Matthew Mazzotta Artist’s Lecture || The Architecture of Social Space: Creating Spaces of Critique Within the Places We Live
Matthew Mazzotta Artist’s Lecture || The Architecture of Social Space: Creating Spaces of Critique Within the Places We Live
This event is free and open to the public, and is presented by GENERATOR: USF Contemporary Art Museum.
Matthew Mazzotta works at the intersection of art, activism, and urbanism, focusing on the power of the built environment to shape our relationships and experiences. During his presentation, Mazzotta will expand on how his community-specific public projects integrate new forms of civic participation and social engagement into the built environment and reveal how the spaces we travel through and spend our time living within have the potential to become distinct sites for meaningful exchange. His artist’s talk will also provide insight into his process of community listening to engage people from a range of backgrounds in dialogue to create new models of living that contribute to local culture beyond the economic realm.
Mazzotta’s projects have been internationally recognized and his most recent site-specific public art commission, a larger-than-life flamingo, titled HOME (2022), has already established an iconic and memorable presence in the Main Terminal of the Tampa International Airport.

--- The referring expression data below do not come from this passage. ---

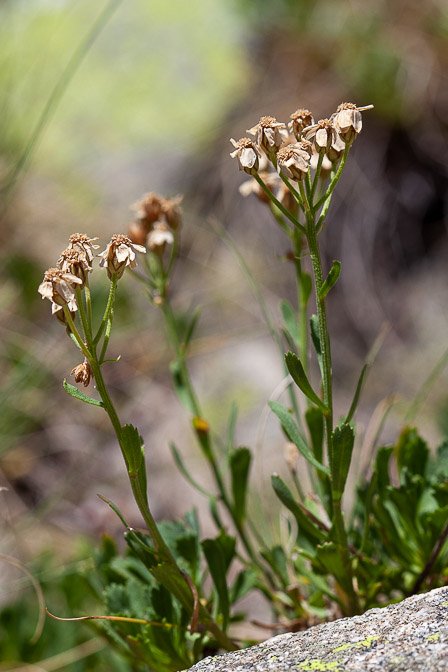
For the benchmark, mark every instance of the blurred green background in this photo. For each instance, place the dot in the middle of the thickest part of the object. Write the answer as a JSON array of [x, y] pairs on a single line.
[[102, 102]]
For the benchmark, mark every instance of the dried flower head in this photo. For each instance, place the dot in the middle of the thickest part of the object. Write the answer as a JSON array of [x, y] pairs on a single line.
[[83, 373], [269, 134], [82, 243], [159, 237], [58, 286], [323, 134], [294, 160], [119, 253], [171, 211], [148, 209], [248, 155], [348, 121], [74, 261], [300, 119]]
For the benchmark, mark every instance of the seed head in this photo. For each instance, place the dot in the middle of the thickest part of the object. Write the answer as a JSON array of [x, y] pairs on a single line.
[[269, 134], [322, 135], [82, 243], [83, 373], [294, 160], [300, 119], [119, 253], [74, 261], [59, 287], [348, 121], [248, 155]]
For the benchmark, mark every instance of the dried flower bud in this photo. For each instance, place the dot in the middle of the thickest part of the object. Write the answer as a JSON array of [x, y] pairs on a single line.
[[300, 119], [83, 373], [294, 160], [137, 232], [159, 237], [248, 155], [148, 209], [323, 134], [269, 134], [119, 253], [74, 261], [348, 121], [172, 212], [82, 243], [59, 287]]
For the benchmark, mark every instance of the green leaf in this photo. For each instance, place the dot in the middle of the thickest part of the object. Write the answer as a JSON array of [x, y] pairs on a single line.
[[298, 374], [315, 421], [240, 459], [184, 471], [343, 439], [292, 432], [290, 320], [411, 452], [330, 280], [77, 394], [306, 526], [357, 393], [133, 449], [217, 565]]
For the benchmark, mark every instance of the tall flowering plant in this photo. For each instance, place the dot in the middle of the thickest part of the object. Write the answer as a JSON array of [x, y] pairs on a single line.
[[173, 598]]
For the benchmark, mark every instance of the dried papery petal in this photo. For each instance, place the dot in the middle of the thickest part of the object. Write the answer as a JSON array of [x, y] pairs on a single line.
[[148, 209], [348, 120], [83, 373], [247, 153], [82, 243], [119, 253], [75, 261], [294, 161], [159, 237], [322, 135], [269, 134], [172, 212], [300, 119], [58, 286], [137, 233]]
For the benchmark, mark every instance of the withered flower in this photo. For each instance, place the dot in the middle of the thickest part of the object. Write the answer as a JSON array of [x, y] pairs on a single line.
[[348, 121], [148, 209], [159, 237], [82, 242], [248, 155], [58, 286], [323, 134], [294, 160], [269, 134], [73, 261], [83, 373], [300, 119], [119, 253]]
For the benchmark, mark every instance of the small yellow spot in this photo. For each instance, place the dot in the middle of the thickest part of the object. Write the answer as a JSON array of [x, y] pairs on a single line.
[[433, 638], [366, 643]]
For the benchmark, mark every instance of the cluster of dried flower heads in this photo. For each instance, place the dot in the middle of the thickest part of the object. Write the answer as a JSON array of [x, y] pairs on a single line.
[[157, 220], [291, 151], [60, 284]]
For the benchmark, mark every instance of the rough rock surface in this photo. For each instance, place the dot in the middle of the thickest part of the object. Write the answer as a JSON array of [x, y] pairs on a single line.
[[411, 636]]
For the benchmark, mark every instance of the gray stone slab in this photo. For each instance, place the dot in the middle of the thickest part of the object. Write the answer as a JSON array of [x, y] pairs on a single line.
[[411, 636]]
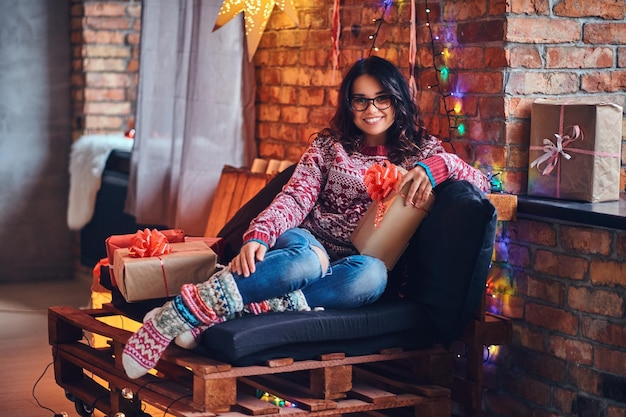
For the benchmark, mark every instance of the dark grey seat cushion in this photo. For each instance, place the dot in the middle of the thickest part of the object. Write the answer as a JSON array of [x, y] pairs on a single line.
[[441, 278]]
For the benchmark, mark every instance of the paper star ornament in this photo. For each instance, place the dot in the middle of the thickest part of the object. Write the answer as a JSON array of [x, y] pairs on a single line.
[[256, 15]]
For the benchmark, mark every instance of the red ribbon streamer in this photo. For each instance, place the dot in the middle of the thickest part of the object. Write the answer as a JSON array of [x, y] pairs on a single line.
[[380, 180], [335, 35]]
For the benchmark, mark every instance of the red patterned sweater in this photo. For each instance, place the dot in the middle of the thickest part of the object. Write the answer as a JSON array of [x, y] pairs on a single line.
[[326, 194]]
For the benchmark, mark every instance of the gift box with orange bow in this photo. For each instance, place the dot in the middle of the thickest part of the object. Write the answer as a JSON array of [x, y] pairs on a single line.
[[575, 150], [152, 267], [388, 224]]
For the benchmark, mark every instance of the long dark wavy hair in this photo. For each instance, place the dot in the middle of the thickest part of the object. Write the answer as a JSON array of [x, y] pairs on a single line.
[[406, 132]]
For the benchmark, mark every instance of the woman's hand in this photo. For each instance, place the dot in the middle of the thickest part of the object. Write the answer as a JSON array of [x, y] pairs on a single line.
[[245, 261], [420, 187]]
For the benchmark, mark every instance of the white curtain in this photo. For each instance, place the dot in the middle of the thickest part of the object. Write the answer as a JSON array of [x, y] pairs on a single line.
[[195, 112]]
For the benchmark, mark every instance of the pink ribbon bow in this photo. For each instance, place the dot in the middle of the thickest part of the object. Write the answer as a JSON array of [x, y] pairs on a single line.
[[553, 151]]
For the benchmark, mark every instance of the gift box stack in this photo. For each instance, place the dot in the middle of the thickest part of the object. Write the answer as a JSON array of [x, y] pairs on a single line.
[[152, 264], [575, 150]]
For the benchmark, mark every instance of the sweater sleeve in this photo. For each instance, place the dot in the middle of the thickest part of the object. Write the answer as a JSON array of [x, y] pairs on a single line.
[[441, 165], [293, 203]]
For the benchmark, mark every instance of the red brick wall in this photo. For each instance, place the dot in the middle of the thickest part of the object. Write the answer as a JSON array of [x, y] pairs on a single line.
[[565, 288], [105, 65], [563, 285]]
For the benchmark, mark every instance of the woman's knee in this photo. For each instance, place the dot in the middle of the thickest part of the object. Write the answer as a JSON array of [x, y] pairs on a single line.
[[376, 272], [370, 273]]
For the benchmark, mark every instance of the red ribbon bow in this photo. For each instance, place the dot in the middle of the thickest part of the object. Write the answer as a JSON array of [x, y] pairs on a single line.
[[147, 243], [380, 180]]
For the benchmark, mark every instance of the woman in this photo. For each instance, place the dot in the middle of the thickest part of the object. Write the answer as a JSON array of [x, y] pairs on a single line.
[[297, 252]]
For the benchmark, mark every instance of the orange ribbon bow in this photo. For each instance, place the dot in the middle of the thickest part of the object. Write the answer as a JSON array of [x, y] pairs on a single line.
[[147, 243], [380, 180]]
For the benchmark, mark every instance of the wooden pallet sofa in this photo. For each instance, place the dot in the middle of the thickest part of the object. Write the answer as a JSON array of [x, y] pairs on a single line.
[[390, 358]]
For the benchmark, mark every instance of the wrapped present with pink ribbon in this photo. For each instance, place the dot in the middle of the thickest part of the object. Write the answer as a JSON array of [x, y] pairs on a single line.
[[386, 227], [575, 150], [152, 267]]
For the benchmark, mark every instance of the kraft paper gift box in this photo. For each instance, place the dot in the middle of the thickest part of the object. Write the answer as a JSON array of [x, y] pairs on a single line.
[[163, 276], [575, 150], [390, 238]]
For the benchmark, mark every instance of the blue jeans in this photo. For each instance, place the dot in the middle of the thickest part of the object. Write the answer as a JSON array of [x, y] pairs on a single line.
[[291, 264]]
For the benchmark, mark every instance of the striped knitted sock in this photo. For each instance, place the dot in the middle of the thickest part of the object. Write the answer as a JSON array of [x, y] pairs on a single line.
[[294, 301], [144, 348], [197, 305]]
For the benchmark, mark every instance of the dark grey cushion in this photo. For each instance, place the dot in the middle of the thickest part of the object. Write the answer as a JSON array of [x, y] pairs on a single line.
[[443, 274]]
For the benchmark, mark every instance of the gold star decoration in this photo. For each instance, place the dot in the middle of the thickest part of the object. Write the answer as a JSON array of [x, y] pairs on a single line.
[[256, 15]]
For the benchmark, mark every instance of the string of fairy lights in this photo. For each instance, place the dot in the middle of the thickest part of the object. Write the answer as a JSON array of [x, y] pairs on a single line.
[[441, 56], [451, 98]]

About the Artist - Matthew Mazzotta’s public projects have received international art and architecture awards such as “Architecture Project of the Year” by the Dezeen Awards at the Tate Modern in London, and six of his projects have been recognized by the Americans for the Arts. His work has been featured on CNN, BBC, NPR, The Huffington Post, Discovery Channel, and Science Magazine to name a few, and presented at the Cooper Hewitt-Smithsonian Design Museum in NYC. Mazzotta received his BFA degree from the School of the Art Institute of Chicago and Master’s of Science from the Massachusetts Institute of Technology’s Program in Art, Culture and Technology. He is TED Fellow, a Guggenheim Fellow, as well as a Loeb Fellow at Harvard University.